Swazi national Sanele May is currently serving an eight-year jail term at Umzinto Correctional Services Centre. Picture: Nqobile Mbonambi/ANA Pictures
Durban - Sanele May, the driver who became a household name after the deadly Field’s Hills crash in 2013, has denounced violence affecting the trucking industry.

Speaking at the uMzinto Correctional Centre where he is serving his sentence, May said he was against the destructive approach which has resulted in torching of trucks.

He said although he advocated for better working conditions, torching and looting of property was not what he believed in.

May was arrested after the September 5, 2013 tragedy, he spent 15 months in Westville Prison before he was sentenced to eight years behind bars in 2014.

He said he was aware truck owners were not all the same, some looked after their workers while others did not. May said he did not feel his boss took advantage of him because he was a foreigner.

“I had only started there but I think he treated everyone the same but some take advantage and some are good to their drivers,” he said.

May admitted that his conditions in prison were very challenging.

He said owners should be responsible for the maintenance so fewer truck drivers and people on the roads are killed. 

He said a lot of onus should be placed on the truck owners who were responsible for the well-being of their drivers.
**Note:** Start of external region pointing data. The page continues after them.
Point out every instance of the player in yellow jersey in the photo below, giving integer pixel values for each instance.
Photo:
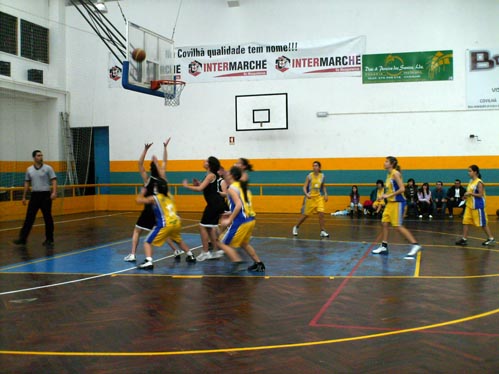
(167, 226)
(475, 214)
(394, 210)
(315, 198)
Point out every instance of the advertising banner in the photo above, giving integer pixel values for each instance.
(114, 72)
(482, 79)
(407, 67)
(279, 60)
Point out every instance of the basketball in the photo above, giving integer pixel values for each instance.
(138, 54)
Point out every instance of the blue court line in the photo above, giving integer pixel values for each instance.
(282, 257)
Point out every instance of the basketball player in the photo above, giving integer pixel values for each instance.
(214, 209)
(240, 223)
(394, 209)
(315, 192)
(147, 220)
(475, 214)
(245, 166)
(167, 225)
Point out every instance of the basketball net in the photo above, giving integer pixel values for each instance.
(172, 89)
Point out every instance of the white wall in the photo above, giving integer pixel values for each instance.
(411, 119)
(29, 112)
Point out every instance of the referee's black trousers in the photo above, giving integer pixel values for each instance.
(39, 200)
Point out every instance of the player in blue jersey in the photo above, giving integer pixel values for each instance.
(240, 223)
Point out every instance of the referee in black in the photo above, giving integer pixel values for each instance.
(43, 190)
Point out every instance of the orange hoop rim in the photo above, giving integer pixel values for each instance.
(155, 85)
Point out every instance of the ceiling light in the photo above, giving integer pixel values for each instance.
(101, 7)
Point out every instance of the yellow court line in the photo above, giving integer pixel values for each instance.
(331, 277)
(257, 348)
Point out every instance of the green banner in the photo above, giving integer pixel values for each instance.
(407, 67)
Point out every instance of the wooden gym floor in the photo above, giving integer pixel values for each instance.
(322, 305)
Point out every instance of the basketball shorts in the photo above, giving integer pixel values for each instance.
(211, 215)
(238, 234)
(158, 235)
(313, 205)
(394, 213)
(146, 220)
(476, 217)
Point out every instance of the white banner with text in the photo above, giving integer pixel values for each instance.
(280, 60)
(482, 79)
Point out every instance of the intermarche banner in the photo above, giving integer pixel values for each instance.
(482, 79)
(279, 60)
(407, 67)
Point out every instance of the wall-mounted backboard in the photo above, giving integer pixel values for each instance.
(262, 112)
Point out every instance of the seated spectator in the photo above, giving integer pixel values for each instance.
(424, 201)
(455, 196)
(411, 195)
(355, 205)
(379, 203)
(439, 198)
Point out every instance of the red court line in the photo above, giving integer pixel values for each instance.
(342, 285)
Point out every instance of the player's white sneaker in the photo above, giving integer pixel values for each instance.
(130, 258)
(380, 250)
(216, 254)
(204, 256)
(413, 252)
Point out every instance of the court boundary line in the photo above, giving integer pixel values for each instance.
(82, 279)
(254, 348)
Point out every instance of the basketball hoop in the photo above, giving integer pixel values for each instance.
(172, 89)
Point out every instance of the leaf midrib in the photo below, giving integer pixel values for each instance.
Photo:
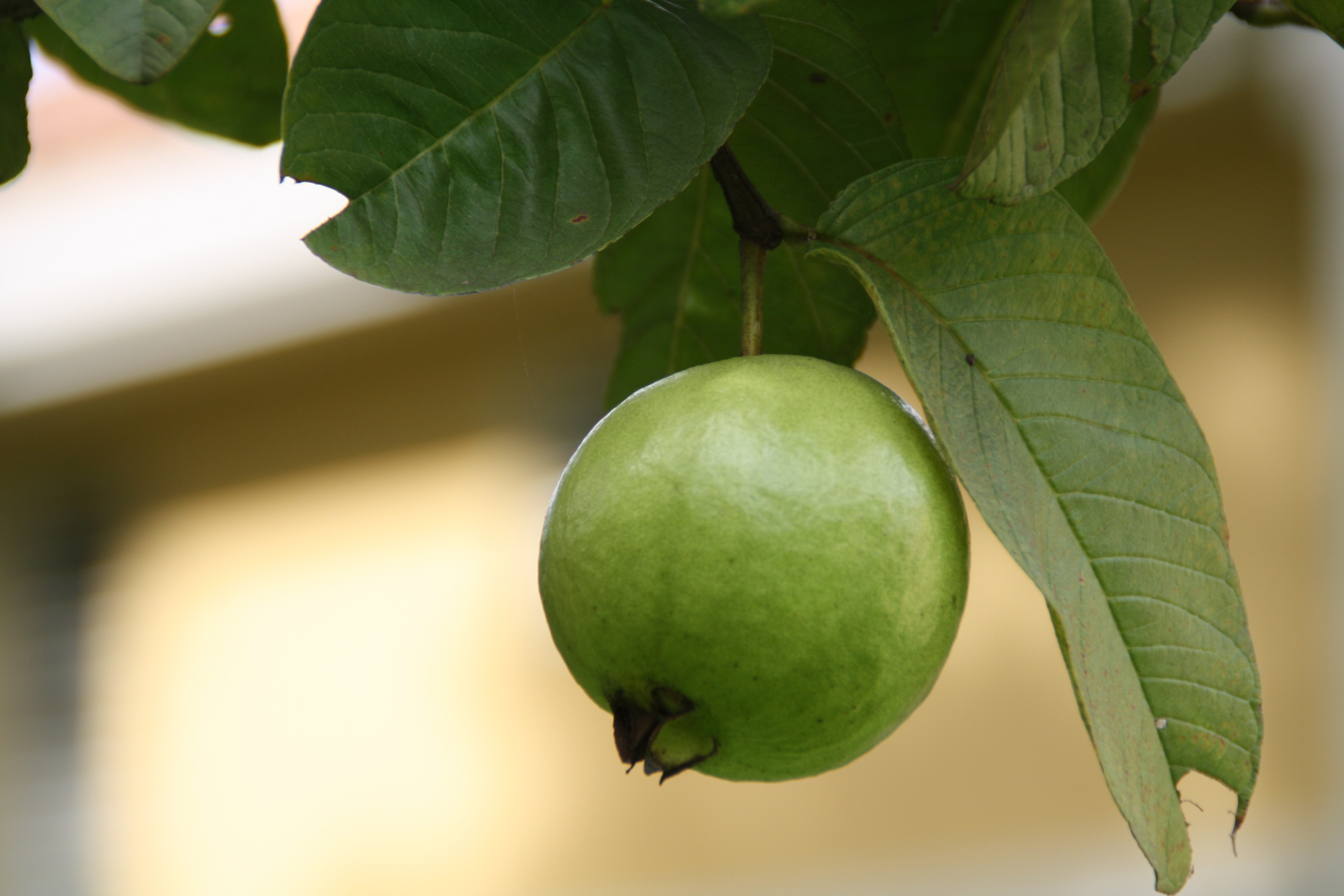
(1060, 507)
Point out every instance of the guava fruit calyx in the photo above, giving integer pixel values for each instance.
(636, 727)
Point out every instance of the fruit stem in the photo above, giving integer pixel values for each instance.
(758, 227)
(753, 291)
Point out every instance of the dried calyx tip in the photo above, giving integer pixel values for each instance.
(637, 726)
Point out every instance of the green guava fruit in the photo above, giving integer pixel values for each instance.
(757, 566)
May said his childhood was very difficult with no parents and he heard from other Swazis that job opportunities were much better in South Africa.

“We thought we would have a better life if we came to South Africa and could also earn more.

“I needed to look after my brother, Abnas, and educate him and thought this would be the way,” May said.

Peach Piche, of the Sanele May Support Group, said May was in good health and was playing soccer earlier in the day. She said May was aware of the torching and looting of trucks.

“He plays for the prison soccer team,” she said. The members of the Support Group make time to visit him at least every weekend.

Piche said May carried the trauma for unintentionally causing the accident, which claimed 24 lives. But she said May was a very kind person, sharing his meal with other prisoners.

“I brought him food and he ate a bit before giving it away to other prisoners. He is very kind-hearted. People need to know it has been very hard for him,” Piche said.